Metasploit Framework
Audited by Socket on Feb 20, 2026
7 alerts found:
SecurityMalwarex4Obfuscated Filex2This document is a non-executable but explicitly adversarial operational guide for post-exploitation and evasion, and thus represents a high security risk if present in software repositories or packages. It should be removed from any production/distribution artifacts unless the repository's purpose is a controlled offensive-security lab and access is strictly restricted. No direct malware code is present, but the guidance meaningfully lowers the barrier to malicious activity.
This fragment is explicit operational guidance to configure a Metasploit handler to accept and interact with a Meterpreter reverse TCP session. It enables full remote control of a compromised Windows host and thus represents high malicious potential when used without authorization. The snippet itself is not obfuscated and contains no benign application logic; treat it as a high-risk operational recipe for establishing a backdoor. Use is acceptable only in authorized testing environments.
The snippet documents explicit Metasploit auxiliary module usage for active network reconnaissance and SSH brute-force attacks using common wordlists. It is not obfuscated and contains no hidden payloads, but it is operationally malicious if used without authorization. Use only in sanctioned testing environments with clear permission; otherwise execution constitutes unauthorized scanning and credential attacks.
This snippet is an explicit, high-risk recipe for generating remote-access payloads across many platforms using msfvenom, including AV-evasion encoding. If found in a code repository or package without clear, legitimate context (e.g., authorized pentesting docs, security lab), it should be treated as malicious-capability enabling and investigated. The artifacts produced will allow remote code execution and data exfiltration when executed on targets; therefore usage against systems without explicit permission is malicious. Recommend removing from public-facing packages or adding clear authorization/use constraints and auditing repository intent and authorship.
This content is an explicit step‑by‑step exploit workflow to weaponize MS17-010 (EternalBlue) using Metasploit and to obtain a reverse Meterpreter shell on a target. It directly facilitates remote compromise and persistent interactive control. Use of these commands without explicit authorization is malicious and illegal. Treat the fragment as high risk — suitable only for authorized, controlled security testing with proper safeguards.
This fragment is an explicit post-exploitation operator guide for Meterpreter. It documents commands that enable credential theft, user surveillance, remote command execution, persistence, and network pivoting. If found in a codebase or distributed package without clear legitimate red-team context and controls, treat it as high risk: remove, investigate commit history and authors, and scan affected systems for signs of active compromise. Defenders should look for LSASS access, hashdump-like behavior, unexpected file writes/executables, new network tunnels/port forwards, and evidence of keylogging or screenshot exfiltration.

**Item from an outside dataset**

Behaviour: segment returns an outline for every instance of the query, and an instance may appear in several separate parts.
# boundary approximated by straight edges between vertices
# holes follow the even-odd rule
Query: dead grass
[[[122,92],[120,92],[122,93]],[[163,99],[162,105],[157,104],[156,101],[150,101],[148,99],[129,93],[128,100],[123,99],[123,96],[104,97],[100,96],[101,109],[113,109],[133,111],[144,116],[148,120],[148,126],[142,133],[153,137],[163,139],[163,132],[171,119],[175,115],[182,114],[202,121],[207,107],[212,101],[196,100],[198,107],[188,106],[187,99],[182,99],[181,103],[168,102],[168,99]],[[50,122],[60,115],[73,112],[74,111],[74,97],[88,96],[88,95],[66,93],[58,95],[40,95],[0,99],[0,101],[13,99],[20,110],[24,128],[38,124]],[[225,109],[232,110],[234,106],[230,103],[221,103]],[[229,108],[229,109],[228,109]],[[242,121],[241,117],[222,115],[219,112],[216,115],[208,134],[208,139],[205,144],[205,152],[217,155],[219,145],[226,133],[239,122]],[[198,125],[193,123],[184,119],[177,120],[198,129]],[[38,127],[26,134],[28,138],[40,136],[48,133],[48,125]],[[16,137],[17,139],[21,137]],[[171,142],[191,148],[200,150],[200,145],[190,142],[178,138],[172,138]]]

This fragment is high-risk operational guidance describing how to execute Metasploit post-exploitation modules that perform credential harvesting, privilege escalation, persistence, and pivoting. The text itself is non-executable documentation (low direct malware indicators), but its presence in a package or repository requires immediate review for intent and authorization. Treat as sensitive/abusable content: allow for red-team/forensics use only under controlled conditions and audit module implementations for additional risks.